What the Revenue Cycle Team Should Be Asking

Practice administrators and revenue cycle teams evaluating ambient AI tools should request ICD-10 specificity performance data, not just overall accuracy rates. Specific questions worth asking:

What is the system's performance on HCC-relevant codes specifically, not just overall code accuracy?
Does the system produce E-codes for injury encounters when external cause information is present in the encounter?
How does the system handle DSM-5 specifier selection for behavioral health diagnoses?
Can the system be audited by a coder post-generation, with the encounter audio available for reference?

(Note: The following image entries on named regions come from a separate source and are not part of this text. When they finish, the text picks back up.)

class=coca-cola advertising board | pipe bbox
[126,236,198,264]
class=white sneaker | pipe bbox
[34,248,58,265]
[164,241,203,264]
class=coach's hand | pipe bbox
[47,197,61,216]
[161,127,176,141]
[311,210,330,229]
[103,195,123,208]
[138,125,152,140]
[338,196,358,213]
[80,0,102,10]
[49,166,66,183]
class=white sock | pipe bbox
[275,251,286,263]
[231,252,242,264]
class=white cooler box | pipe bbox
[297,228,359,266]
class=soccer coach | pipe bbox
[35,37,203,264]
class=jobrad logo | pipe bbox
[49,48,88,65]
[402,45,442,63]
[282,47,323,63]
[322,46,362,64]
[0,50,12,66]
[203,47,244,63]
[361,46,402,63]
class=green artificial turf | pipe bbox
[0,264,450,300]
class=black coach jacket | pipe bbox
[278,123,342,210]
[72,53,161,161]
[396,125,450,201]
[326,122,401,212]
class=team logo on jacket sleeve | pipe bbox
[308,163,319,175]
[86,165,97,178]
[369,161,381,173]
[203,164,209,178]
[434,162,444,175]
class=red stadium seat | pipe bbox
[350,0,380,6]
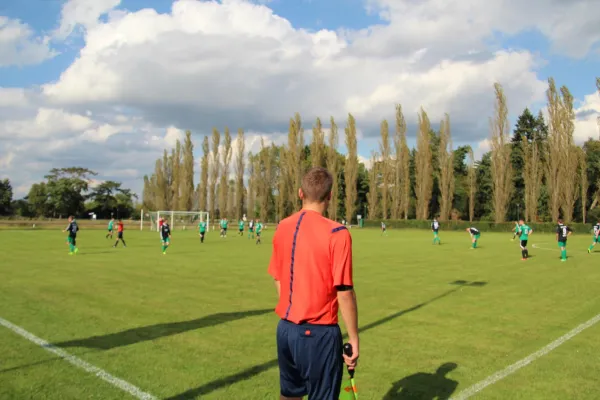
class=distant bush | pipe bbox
[364,219,593,233]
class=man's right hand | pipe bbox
[344,338,360,370]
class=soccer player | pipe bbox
[106,218,115,239]
[511,221,521,241]
[467,226,481,249]
[198,221,206,243]
[248,219,254,239]
[63,215,79,256]
[256,219,262,244]
[160,221,171,255]
[269,167,359,400]
[113,218,127,248]
[588,218,600,253]
[431,218,442,244]
[221,218,229,238]
[556,218,573,262]
[518,220,533,261]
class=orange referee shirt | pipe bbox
[269,210,353,325]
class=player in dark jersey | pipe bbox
[113,218,127,247]
[517,220,533,261]
[63,215,79,256]
[160,221,171,254]
[467,226,481,249]
[431,218,442,244]
[588,218,600,253]
[556,219,573,261]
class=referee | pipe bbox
[269,167,359,400]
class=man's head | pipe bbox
[298,167,333,204]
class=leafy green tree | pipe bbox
[45,167,97,217]
[0,178,13,215]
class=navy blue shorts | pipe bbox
[277,320,344,400]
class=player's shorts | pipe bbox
[277,320,344,400]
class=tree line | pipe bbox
[143,78,600,222]
[0,167,137,218]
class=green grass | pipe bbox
[0,229,600,400]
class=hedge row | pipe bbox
[364,219,593,233]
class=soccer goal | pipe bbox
[142,211,210,231]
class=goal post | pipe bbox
[147,211,210,231]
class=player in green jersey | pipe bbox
[588,218,600,253]
[518,220,533,261]
[556,219,573,262]
[63,215,79,256]
[198,221,206,243]
[511,221,521,241]
[256,219,263,244]
[431,218,442,244]
[221,218,229,238]
[160,220,171,255]
[248,219,254,239]
[106,218,115,239]
[467,226,481,249]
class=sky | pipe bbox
[0,0,600,198]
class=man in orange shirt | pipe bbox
[113,218,127,247]
[269,167,359,400]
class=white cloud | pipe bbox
[0,15,56,67]
[574,92,600,144]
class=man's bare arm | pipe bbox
[337,288,359,368]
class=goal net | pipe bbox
[143,211,210,231]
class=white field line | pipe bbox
[0,317,157,400]
[450,314,600,400]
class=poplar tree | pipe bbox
[327,117,339,221]
[379,119,391,220]
[415,108,433,220]
[467,147,477,222]
[234,128,246,218]
[310,118,325,167]
[198,136,212,212]
[344,114,358,224]
[438,114,454,221]
[179,131,194,211]
[366,151,379,220]
[219,127,231,218]
[208,128,221,218]
[490,83,512,223]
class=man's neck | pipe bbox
[302,202,327,215]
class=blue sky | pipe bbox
[0,0,600,197]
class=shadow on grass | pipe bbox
[382,363,458,400]
[53,309,273,350]
[165,280,487,400]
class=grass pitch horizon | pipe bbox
[0,229,600,400]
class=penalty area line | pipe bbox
[0,317,158,400]
[450,314,600,400]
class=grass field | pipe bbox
[0,229,600,400]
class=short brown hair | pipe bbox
[302,167,333,203]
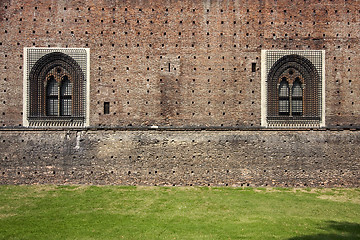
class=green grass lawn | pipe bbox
[0,185,360,240]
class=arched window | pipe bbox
[26,49,89,127]
[291,77,303,116]
[262,50,323,127]
[279,77,290,115]
[60,75,72,116]
[46,76,59,116]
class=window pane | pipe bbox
[292,81,302,97]
[61,76,72,96]
[292,100,302,115]
[46,98,59,116]
[61,98,72,116]
[46,76,58,96]
[279,80,289,97]
[60,76,72,116]
[279,100,289,115]
[46,76,59,116]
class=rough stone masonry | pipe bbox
[0,0,360,187]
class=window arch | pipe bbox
[60,75,72,116]
[27,52,87,126]
[266,54,322,126]
[46,76,59,116]
[279,77,290,115]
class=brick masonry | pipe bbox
[0,0,360,186]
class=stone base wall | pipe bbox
[0,130,360,187]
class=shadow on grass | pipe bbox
[288,221,360,240]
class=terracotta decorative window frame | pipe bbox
[23,48,90,128]
[261,50,325,128]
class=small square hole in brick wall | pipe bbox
[104,102,110,114]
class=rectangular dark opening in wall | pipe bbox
[104,102,110,114]
[251,63,256,72]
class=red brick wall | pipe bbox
[0,0,360,127]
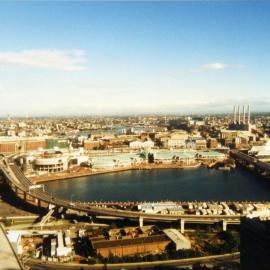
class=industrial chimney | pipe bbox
[243,105,246,124]
[247,105,250,124]
[233,105,236,124]
[237,105,241,125]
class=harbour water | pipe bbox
[45,168,270,201]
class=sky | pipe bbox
[0,1,270,116]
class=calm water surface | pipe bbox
[43,168,270,201]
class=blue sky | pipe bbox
[0,1,270,116]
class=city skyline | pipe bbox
[0,1,270,117]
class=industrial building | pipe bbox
[0,136,69,154]
[20,149,89,174]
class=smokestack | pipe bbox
[233,105,236,124]
[243,105,246,124]
[237,105,241,125]
[248,105,250,124]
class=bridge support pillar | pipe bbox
[180,219,185,233]
[139,217,143,227]
[222,220,227,232]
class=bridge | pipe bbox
[0,154,241,232]
[0,223,23,270]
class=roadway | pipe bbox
[0,223,23,270]
[0,156,240,224]
[26,252,240,270]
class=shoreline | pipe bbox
[28,162,203,184]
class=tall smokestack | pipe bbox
[243,105,246,124]
[233,105,236,124]
[237,105,241,125]
[248,105,250,124]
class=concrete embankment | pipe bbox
[28,163,201,183]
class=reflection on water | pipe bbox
[46,168,270,201]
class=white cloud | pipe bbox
[0,49,86,71]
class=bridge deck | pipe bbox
[0,224,23,270]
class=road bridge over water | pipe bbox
[0,154,249,232]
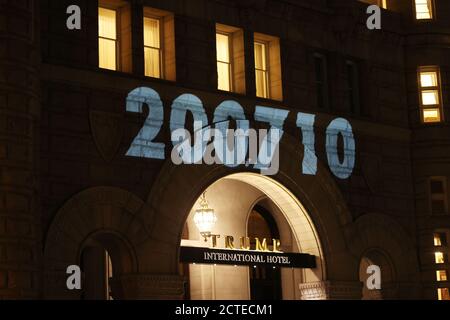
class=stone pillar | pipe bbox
[0,0,42,300]
[299,281,362,300]
[118,274,184,300]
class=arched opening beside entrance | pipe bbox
[181,173,325,300]
[79,231,132,300]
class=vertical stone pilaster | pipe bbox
[0,0,42,299]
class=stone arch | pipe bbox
[145,133,357,281]
[349,213,418,299]
[44,187,149,299]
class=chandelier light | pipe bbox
[194,193,217,242]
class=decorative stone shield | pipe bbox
[89,110,123,162]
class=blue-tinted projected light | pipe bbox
[126,87,165,160]
[170,94,210,164]
[326,118,356,179]
[213,101,250,168]
[297,112,317,175]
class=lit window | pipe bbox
[434,233,447,247]
[314,54,328,109]
[98,7,118,70]
[216,23,246,94]
[438,288,450,300]
[434,252,445,264]
[253,33,283,101]
[429,177,448,215]
[419,68,442,123]
[216,33,233,91]
[436,270,447,281]
[144,17,162,78]
[415,0,433,20]
[98,0,133,72]
[105,251,114,300]
[143,7,176,81]
[255,42,269,98]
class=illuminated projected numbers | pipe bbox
[126,87,356,179]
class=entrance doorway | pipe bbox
[180,173,323,300]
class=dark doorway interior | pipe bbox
[248,205,282,300]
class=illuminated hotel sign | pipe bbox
[180,247,316,268]
[126,87,356,179]
[180,235,316,268]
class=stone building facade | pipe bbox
[0,0,450,299]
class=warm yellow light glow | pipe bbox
[423,109,441,123]
[438,288,450,300]
[98,8,117,70]
[422,90,439,106]
[420,72,438,88]
[415,0,433,20]
[434,252,445,264]
[434,234,442,247]
[144,17,162,78]
[255,42,269,98]
[436,270,447,281]
[216,33,231,91]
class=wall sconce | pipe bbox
[194,192,217,242]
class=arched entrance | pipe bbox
[181,172,325,300]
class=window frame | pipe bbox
[436,287,450,300]
[412,0,436,22]
[97,3,122,72]
[417,66,445,125]
[142,11,166,79]
[216,27,235,92]
[253,39,272,99]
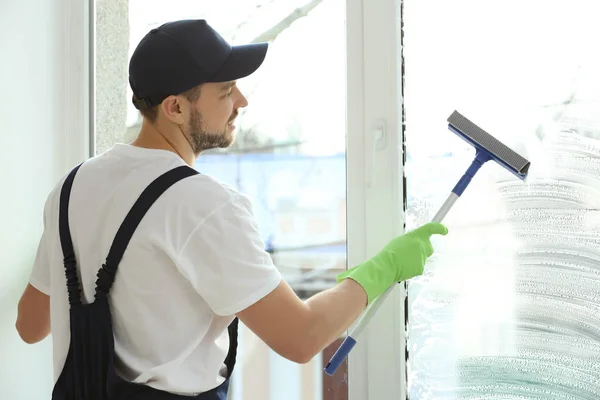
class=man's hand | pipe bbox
[337,222,448,303]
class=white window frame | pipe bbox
[346,0,406,400]
[68,0,406,400]
[58,0,95,166]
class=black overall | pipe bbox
[52,165,238,400]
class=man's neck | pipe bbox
[131,120,196,167]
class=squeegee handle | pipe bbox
[324,151,490,376]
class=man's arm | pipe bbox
[16,284,50,344]
[237,279,367,363]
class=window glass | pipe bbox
[404,0,600,400]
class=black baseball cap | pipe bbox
[129,19,268,110]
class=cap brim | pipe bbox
[209,43,269,82]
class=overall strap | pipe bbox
[58,164,81,305]
[95,165,198,299]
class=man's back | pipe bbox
[31,144,281,394]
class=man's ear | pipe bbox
[160,96,185,125]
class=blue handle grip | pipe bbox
[325,336,356,376]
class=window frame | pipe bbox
[57,0,95,166]
[346,0,407,400]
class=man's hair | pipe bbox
[140,86,200,123]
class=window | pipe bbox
[404,0,600,400]
[96,0,348,400]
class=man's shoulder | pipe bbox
[175,173,245,204]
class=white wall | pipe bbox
[0,0,87,400]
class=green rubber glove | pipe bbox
[337,222,448,304]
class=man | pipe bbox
[16,20,447,400]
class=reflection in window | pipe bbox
[96,0,348,400]
[404,0,600,400]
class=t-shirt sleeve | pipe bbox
[178,194,282,315]
[29,195,51,295]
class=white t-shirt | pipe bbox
[30,144,281,394]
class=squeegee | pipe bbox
[325,111,530,375]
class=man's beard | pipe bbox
[188,110,234,154]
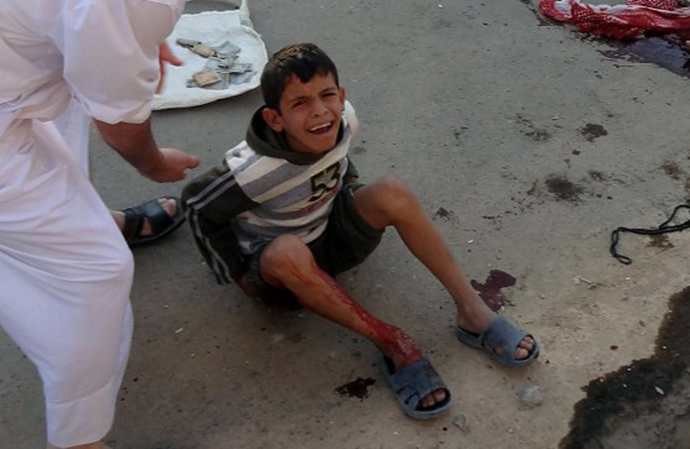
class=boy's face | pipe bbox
[263,73,345,153]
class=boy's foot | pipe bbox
[380,356,453,419]
[455,315,539,366]
[111,197,184,246]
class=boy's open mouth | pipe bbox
[307,122,333,134]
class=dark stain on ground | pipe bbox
[453,126,469,142]
[647,234,673,249]
[599,32,690,77]
[515,114,551,142]
[520,0,560,27]
[471,270,516,312]
[559,287,690,449]
[544,175,584,203]
[589,170,606,182]
[525,128,551,142]
[661,161,685,181]
[580,123,609,142]
[434,207,455,221]
[335,377,376,399]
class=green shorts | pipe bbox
[246,183,384,306]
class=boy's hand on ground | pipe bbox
[141,148,200,182]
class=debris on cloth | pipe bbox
[539,0,690,40]
[153,0,268,110]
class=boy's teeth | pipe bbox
[309,123,331,131]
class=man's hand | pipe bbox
[156,41,184,94]
[94,119,199,182]
[139,148,199,182]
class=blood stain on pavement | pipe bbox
[335,377,376,399]
[470,270,516,312]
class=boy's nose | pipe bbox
[311,101,328,117]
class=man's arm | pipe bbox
[94,119,199,182]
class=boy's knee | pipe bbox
[376,175,416,209]
[261,235,314,278]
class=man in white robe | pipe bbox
[0,0,199,448]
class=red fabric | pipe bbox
[539,0,690,40]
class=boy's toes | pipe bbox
[417,389,446,409]
[515,336,534,360]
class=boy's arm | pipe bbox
[182,164,258,284]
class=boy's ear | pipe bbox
[338,87,345,111]
[261,108,285,133]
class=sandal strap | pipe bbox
[385,358,450,409]
[122,206,146,241]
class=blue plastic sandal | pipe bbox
[379,356,453,420]
[455,315,539,366]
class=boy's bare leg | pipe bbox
[259,235,446,407]
[354,177,534,360]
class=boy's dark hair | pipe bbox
[261,44,340,112]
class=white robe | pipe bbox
[0,0,184,447]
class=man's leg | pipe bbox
[354,177,534,360]
[51,98,179,242]
[0,119,134,447]
[259,235,445,407]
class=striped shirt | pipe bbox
[183,102,357,283]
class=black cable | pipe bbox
[609,204,690,265]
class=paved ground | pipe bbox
[0,0,690,449]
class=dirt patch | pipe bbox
[470,270,516,312]
[661,161,685,181]
[544,175,584,203]
[515,114,551,142]
[647,234,673,249]
[560,287,690,449]
[335,377,376,399]
[580,123,609,142]
[589,170,606,182]
[434,207,455,221]
[525,129,551,142]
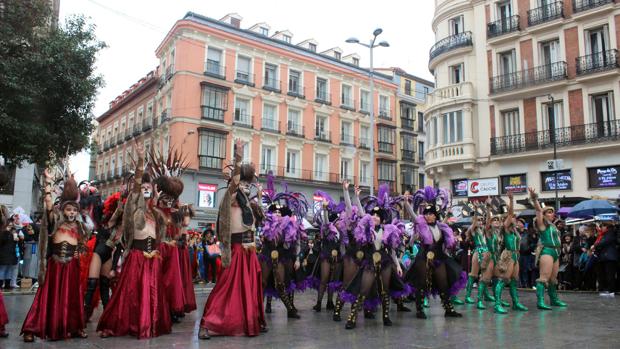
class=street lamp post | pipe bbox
[346,28,390,195]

The last question is particularly important. If a coder reviewing an AI-generated note disagrees with a code assignment, they need to be able to reference the encounter recording to determine whether the physician said something that supports a more specific code. A system that doesn't provide that audit trail makes post-generation review difficult and creates compliance exposure.

The Coding-Documentation Feedback Loop

One underappreciated aspect of AI-assisted coding is the potential for a feedback loop between documentation quality and coding accuracy. When an AI system flags that it couldn't identify complication status for a diabetes diagnosis because the physician didn't explicitly address it in the encounter, that flag becomes a prompt for the physician to add the information during review. Over time, this kind of feedback can improve the quality of the underlying clinical encounters — not because physicians are documenting differently to satisfy the AI, but because the AI surfaces the gaps between clinical knowledge and documented record.

This is a meaningful difference from traditional coding workflows, where a coder queries the physician weeks after the encounter when specificity questions arise. Closing that loop at review time — while the encounter is still fresh and the physician is actively engaged with the note — produces better documentation and reduces the query backlog that burdens both coders and physicians in high-volume practices.

The Honest Assessment

ICD-10 specificity is an area where ambient AI tools vary significantly in their current performance, and where the gap between marketing claims and measurable performance is widest. "AI-generated ICD-10 codes" means very different things depending on whether the system was purpose-trained on clinical coding conventions or whether it generates codes as a byproduct of general clinical NLU.

Practices evaluating tools in this category should run their own assessments on a representative sample of their encounter types — particularly chronic disease management encounters and any encounter types where their revenue cycle team currently sees high query volumes. The delta between AI-generated codes and coder-reviewed codes on that sample will tell you more about real-world performance than any benchmark the vendor provides.